La DyTAES est ainsi devenue une interlocutrice privilégiée du ministère de l’Agriculture, de plusieurs groupes parlementaires et du Bureau opérationnel de suivi du plan Sénégal émergent (PSE). Au niveau international, la DyTAES a été représentée dans diverses arènes de discussion ou de décision – One Planet Summit, Sommet Afrique France, Congrès international d’horticulture, Conférence intensification durable et COP26.

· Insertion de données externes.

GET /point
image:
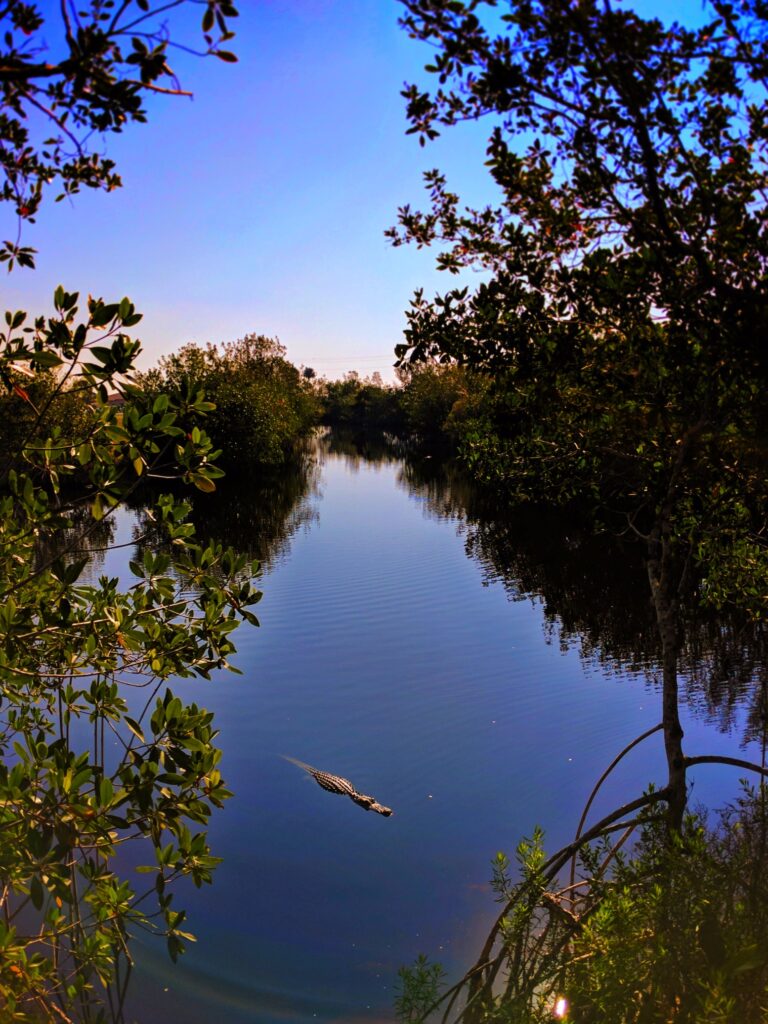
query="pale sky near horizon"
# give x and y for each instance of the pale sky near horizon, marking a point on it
(260, 205)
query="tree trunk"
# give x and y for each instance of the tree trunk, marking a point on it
(660, 577)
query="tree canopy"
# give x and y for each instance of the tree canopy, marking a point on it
(70, 77)
(623, 308)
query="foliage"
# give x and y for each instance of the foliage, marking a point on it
(419, 986)
(671, 931)
(363, 404)
(81, 73)
(82, 662)
(624, 298)
(261, 403)
(441, 402)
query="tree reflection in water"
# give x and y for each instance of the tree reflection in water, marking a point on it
(594, 595)
(633, 923)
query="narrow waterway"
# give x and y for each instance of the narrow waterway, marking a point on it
(393, 651)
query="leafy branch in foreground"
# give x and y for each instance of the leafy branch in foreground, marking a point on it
(624, 295)
(675, 929)
(100, 760)
(82, 72)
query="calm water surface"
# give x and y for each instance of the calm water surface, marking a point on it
(387, 655)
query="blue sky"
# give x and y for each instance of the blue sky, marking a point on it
(260, 205)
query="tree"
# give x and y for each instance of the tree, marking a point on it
(262, 403)
(625, 304)
(80, 660)
(82, 72)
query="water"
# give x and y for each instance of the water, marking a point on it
(394, 649)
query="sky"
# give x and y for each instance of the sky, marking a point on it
(260, 205)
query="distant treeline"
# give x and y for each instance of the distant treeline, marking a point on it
(432, 406)
(257, 404)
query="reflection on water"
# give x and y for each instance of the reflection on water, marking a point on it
(388, 656)
(594, 596)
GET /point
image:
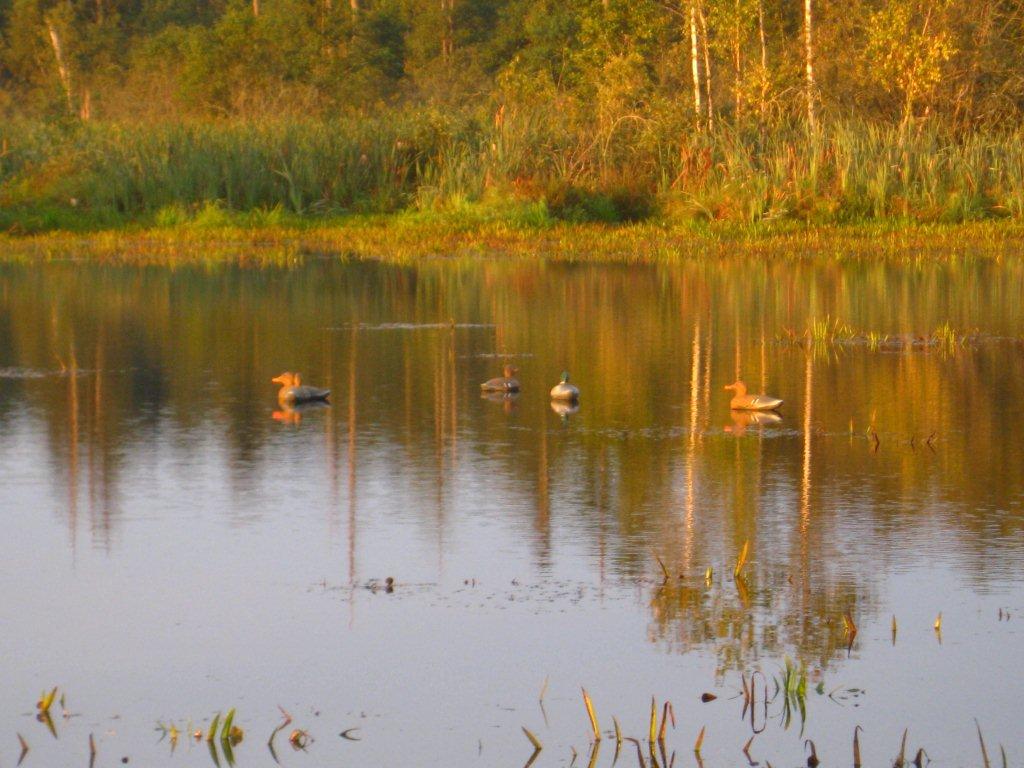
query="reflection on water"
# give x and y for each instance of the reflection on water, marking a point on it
(142, 394)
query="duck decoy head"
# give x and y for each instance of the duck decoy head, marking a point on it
(287, 379)
(738, 387)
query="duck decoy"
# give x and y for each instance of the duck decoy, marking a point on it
(506, 383)
(563, 390)
(743, 419)
(294, 391)
(743, 401)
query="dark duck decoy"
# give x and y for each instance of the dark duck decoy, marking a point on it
(293, 391)
(743, 401)
(506, 383)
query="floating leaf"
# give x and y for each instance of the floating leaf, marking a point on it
(532, 739)
(213, 727)
(590, 713)
(46, 700)
(741, 560)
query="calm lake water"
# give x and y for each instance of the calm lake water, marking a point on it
(176, 545)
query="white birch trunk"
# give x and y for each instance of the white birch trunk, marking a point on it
(707, 57)
(812, 117)
(764, 59)
(694, 62)
(62, 70)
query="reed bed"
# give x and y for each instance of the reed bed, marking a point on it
(520, 169)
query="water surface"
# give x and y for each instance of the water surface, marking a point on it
(177, 545)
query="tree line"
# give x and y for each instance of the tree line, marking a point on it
(606, 62)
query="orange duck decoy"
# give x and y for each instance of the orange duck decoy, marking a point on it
(294, 391)
(506, 383)
(743, 401)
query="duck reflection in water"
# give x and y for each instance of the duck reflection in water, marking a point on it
(292, 414)
(743, 419)
(565, 409)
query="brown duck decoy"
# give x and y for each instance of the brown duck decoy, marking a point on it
(506, 383)
(564, 391)
(293, 391)
(743, 401)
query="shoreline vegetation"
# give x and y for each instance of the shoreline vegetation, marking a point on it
(408, 239)
(429, 186)
(511, 121)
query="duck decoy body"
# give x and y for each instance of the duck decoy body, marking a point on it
(743, 401)
(563, 390)
(506, 383)
(294, 391)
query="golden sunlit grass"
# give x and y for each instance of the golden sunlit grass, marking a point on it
(402, 240)
(590, 714)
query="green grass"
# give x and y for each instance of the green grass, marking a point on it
(524, 172)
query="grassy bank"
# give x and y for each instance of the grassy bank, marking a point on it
(409, 238)
(520, 171)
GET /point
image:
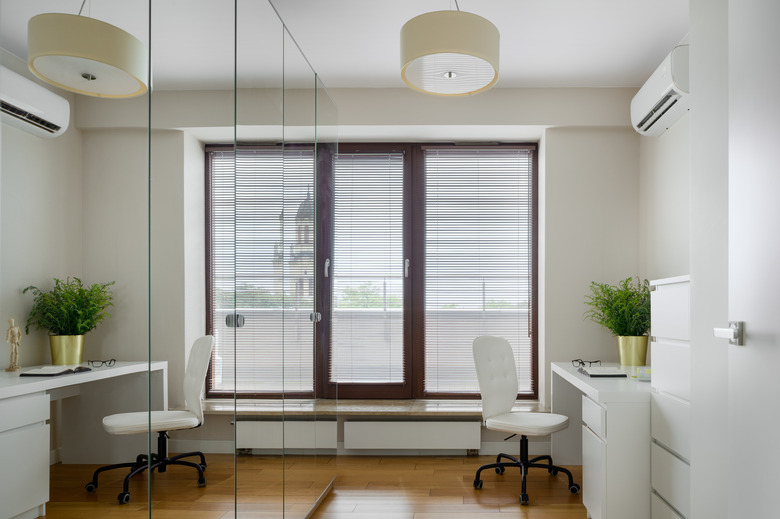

Consulter les ruraux pour alimenter le dialogue politique
Acte fondateur de l’alliance DyTAES, une première caravane a sillonné tout le Sénégal entre les mois d’aout et d’octobre 2019 dans le but de mieux comprendre les problèmes des ruraux et de recueillir leurs recommandations politiques.
Une trentaine de membres de la DyTAES ont à cette occasion parcouru les 6 zones éco-géographique du Sénégal – Casamance, Niayes, Vallée du fleuve, Ferlo, Sénégal oriental et Bassin arachidier – et consulté des milliers de personnes issues de plus de 500 organisations. Un participant se rappelle :
« Les nombreuses rencontres et visites de terrain m’ont fait prendre conscience de la fragilité de notre agriculture, de la violence du changement climatique et du niveau avancé de dégradation des ressources naturelles ».
Dans un monde rural africain confronté à de multiples difficultés, l’agroécologie offre une alternative crédible, en permettant de s’inspirer du fonctionnement des écosystèmes pour concevoir des systèmes agricoles et alimentaires plus durables et plus résilients face au changement climatique notamment.
En construisant des synergies entre les plantes cultivées, les animaux et les arbres, on peut accroître la production et limiter les fertilisants et pesticides chimiques.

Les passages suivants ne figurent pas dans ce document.